With 10 function calls per primitive, this equates to over 5 million
function calls per frame.  This is certainly a worst-case scenario, and
there are certainly more efficient methods of rendering such large
amounts of data, but Viewperf (the industry-standard OpenGL benchmark)
deliberately stresses this path to measure the cost of API calls, as
many workstation OpenGL apps (engineering, CAD and 3D modelling tools)
still operate like this.

An important point to understand is that the round trip through the API,
into the driver and back out again for this immediate mode path can
often be counted in tens of instructions.  State of the art OpenGL
implementations often do runtime code generation to implement these
paths, resulting in a very lightweight driver backend for this part of
the API.  Clearly, the dispatching mechanism becomes a significant
percentage of the total number of cycles here, and thus we want it to be
as efficient as possible.

It is worth noting that the Microsoft Windows implemenation of OpenGL
for x86 has dedicated space in its per-thread data structures for things
like the current context and dispatch table, so anything more than the
above two instructions for the top-level entrypoint will put GNU/Linux
at a disadvantage compared with that platform.

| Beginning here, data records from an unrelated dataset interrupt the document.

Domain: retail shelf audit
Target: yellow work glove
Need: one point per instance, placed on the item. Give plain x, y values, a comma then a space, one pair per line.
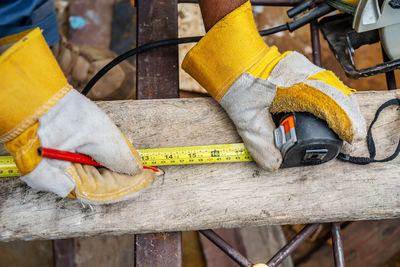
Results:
250, 80
39, 108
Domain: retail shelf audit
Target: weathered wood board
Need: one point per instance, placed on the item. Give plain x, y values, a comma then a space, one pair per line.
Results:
214, 195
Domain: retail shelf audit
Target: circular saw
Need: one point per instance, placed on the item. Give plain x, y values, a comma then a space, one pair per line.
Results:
383, 16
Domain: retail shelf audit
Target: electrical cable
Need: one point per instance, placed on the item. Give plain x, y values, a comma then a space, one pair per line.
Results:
319, 11
162, 43
371, 143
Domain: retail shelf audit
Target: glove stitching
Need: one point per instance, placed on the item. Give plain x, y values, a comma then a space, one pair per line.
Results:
241, 69
30, 120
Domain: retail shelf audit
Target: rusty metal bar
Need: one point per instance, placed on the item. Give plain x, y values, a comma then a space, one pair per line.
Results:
390, 78
64, 252
259, 2
160, 249
315, 43
292, 245
226, 248
157, 70
157, 77
338, 254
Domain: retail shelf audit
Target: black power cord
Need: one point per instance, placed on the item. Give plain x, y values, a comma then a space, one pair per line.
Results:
162, 43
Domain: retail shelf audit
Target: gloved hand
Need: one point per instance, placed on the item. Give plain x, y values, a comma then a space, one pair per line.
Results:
39, 108
250, 80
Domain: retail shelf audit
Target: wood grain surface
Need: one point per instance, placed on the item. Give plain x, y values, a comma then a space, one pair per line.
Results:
214, 195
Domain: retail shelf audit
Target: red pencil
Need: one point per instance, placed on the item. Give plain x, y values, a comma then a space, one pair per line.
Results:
74, 157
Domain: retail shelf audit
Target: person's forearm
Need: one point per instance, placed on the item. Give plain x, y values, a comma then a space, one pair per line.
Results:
214, 10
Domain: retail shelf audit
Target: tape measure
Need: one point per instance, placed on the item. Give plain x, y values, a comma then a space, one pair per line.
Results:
167, 156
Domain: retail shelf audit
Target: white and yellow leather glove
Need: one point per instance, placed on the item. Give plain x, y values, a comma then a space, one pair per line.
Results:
250, 80
39, 108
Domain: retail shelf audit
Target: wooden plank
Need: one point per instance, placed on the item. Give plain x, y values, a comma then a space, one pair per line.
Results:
368, 243
214, 195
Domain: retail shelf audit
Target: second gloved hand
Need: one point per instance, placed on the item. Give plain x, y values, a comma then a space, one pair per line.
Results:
40, 109
250, 80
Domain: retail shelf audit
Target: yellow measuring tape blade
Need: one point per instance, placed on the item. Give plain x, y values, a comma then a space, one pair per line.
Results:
167, 156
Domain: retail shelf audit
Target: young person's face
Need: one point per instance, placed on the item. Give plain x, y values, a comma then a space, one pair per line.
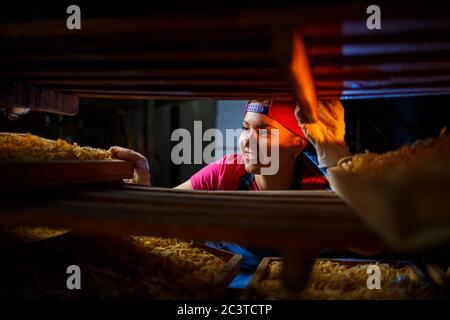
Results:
268, 134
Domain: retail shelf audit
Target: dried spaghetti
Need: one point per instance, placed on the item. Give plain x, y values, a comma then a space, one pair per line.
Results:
112, 267
28, 147
333, 280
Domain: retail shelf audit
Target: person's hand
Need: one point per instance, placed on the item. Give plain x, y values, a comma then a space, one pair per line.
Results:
141, 173
327, 133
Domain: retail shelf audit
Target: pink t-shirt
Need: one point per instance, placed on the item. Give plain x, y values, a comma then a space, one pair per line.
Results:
223, 174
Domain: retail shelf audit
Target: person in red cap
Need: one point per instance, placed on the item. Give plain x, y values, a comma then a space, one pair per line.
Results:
279, 125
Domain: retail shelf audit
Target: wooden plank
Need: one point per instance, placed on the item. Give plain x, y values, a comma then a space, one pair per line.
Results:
303, 79
243, 217
16, 174
42, 99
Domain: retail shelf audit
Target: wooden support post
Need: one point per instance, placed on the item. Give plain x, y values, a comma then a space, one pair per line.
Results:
297, 266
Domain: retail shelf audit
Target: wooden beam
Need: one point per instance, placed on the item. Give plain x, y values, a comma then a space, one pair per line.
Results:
295, 219
36, 98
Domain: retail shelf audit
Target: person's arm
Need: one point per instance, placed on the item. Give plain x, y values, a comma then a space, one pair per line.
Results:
141, 173
327, 133
187, 185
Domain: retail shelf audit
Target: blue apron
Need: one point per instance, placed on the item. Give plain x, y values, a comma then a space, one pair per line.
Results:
251, 257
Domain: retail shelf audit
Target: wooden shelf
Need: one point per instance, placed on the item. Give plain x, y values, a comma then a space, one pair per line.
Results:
297, 219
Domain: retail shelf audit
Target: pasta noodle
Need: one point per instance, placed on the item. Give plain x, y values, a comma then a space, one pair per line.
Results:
333, 280
112, 267
28, 147
424, 157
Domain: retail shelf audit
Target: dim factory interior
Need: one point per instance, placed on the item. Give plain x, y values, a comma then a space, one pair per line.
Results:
131, 77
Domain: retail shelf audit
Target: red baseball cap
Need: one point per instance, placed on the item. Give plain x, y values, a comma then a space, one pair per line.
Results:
282, 111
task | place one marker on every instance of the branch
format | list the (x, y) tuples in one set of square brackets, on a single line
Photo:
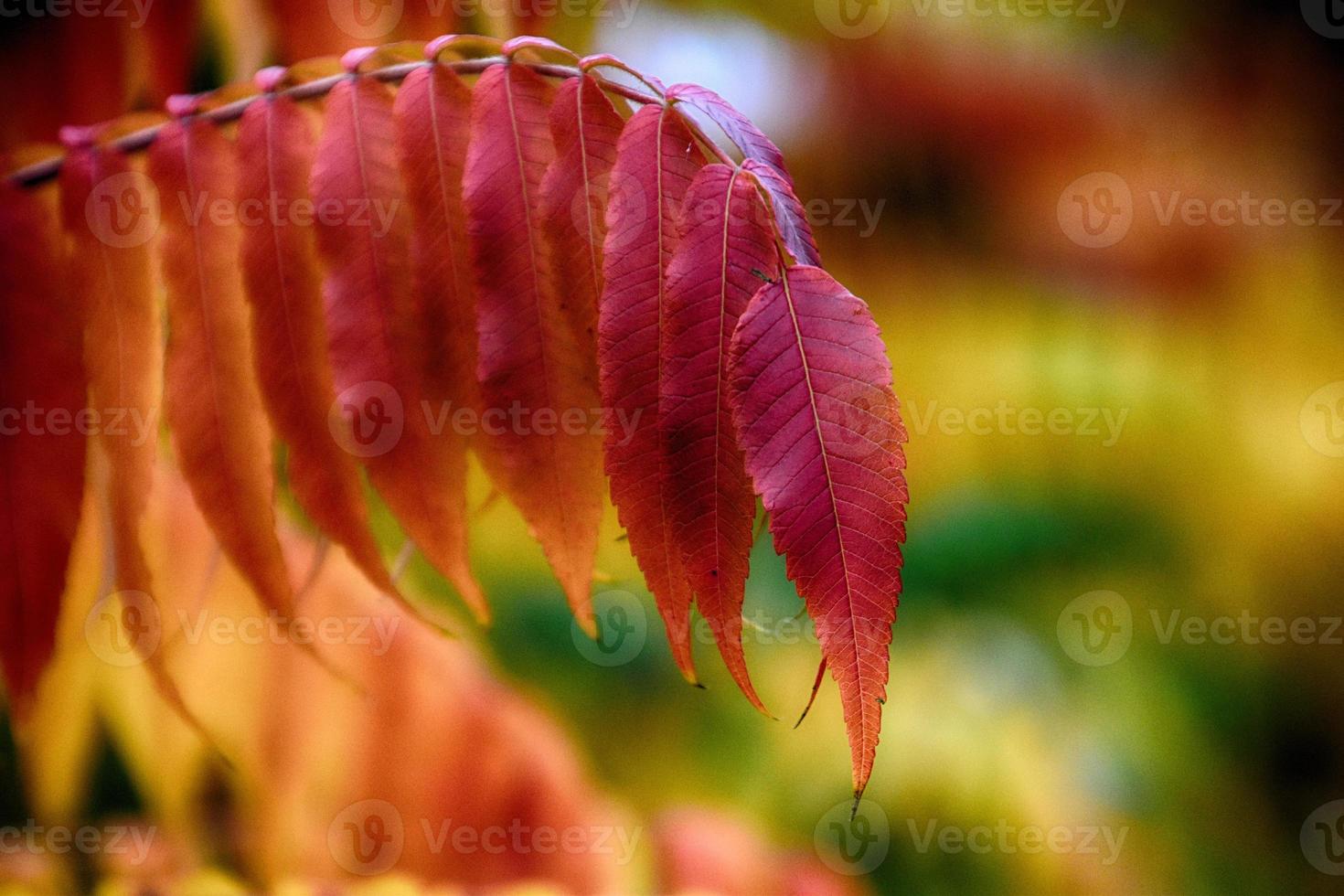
[(139, 140)]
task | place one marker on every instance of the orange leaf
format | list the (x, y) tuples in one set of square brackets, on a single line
[(821, 432), (211, 397), (375, 349), (656, 160), (283, 286), (528, 357), (42, 446)]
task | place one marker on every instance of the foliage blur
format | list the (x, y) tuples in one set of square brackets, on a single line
[(940, 154)]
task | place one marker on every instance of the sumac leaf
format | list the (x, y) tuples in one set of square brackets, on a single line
[(375, 346), (815, 414), (528, 355), (283, 285), (100, 195), (741, 131), (109, 222), (42, 458), (725, 251), (789, 215), (656, 160), (572, 202), (211, 400), (433, 113)]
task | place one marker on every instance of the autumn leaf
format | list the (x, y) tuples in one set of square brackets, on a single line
[(723, 252), (821, 432), (528, 352), (656, 162), (42, 460)]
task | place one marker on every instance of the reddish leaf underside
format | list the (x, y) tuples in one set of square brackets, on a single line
[(40, 470), (433, 113), (377, 349), (283, 286), (123, 338), (723, 252), (211, 398), (123, 352), (572, 202), (789, 215), (528, 355), (741, 131), (820, 427), (656, 160)]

For ease of implementation and delivery of a libGL that makes use of
these features, I propose we add the libGL-specific thread local storage
area in the space reserved for the p_header field at the start of the
structure, like so:

     enum __libGL_tsd_key_t {
       _LIBGL_TSD_KEY_CONTEXT = 0,
       _LIBGL_TSD_KEY_DISPATCH,
       /* leave room for vendor-specific data */
       _LIBGL_TSD_KEY_N = 8
     };

     struct _pthread_descr_struct {
       union {
         struct {
           void *tcb;
           union dtv *dtvp;
           pthread_descr self;
         } data;
-       void *__padding[16];
+       void *__padding[8];
       } p_header;
+     void *p_libGL_specific[_LIBGL_TSD_KEY_N];

       pthread_descr p_nextlive, p_prevlive;
       pthread_descr p_nextwaiting;
       pthread_descr p_nextlock;
       ...
     };

This allows us to provide this functionality in libGL on all glibc-2.2
systems.  glibc-2.1 can also be supported on x86 (given a functional
kernel), as these versions did not use the segment registers for
pthread_descr access.  Given the importance of "free" thread local
storage to an OpenGL implementation, I believe this change is warranted,
even though it may not be the one chosen if the pthread_descr structure
was being designed from scratch.

The recent advancements in glibc's support for automatic thread-local
storage using the __thread keyword (as described in Ulrich Drepper's
To-Do list for glibc-2.3 under 'Implement TLS in dynamic linker',
http://people.redhat.com/drepper/todo-2.3.html) are encouraging, and
some may suggest that using this support would be more appropriate.
However, the additional pointer dereferences to access these new
thread-local storage areas will always be slower than the direct access
scheme proposed above.  Also, it will be some time before this system
is widely available, where the changes proposed above are binary
compatible with all glibc-2.2 releases.

-- Gareth

PS - I am not subscribed to libc-alpha, so please CC me on any replies.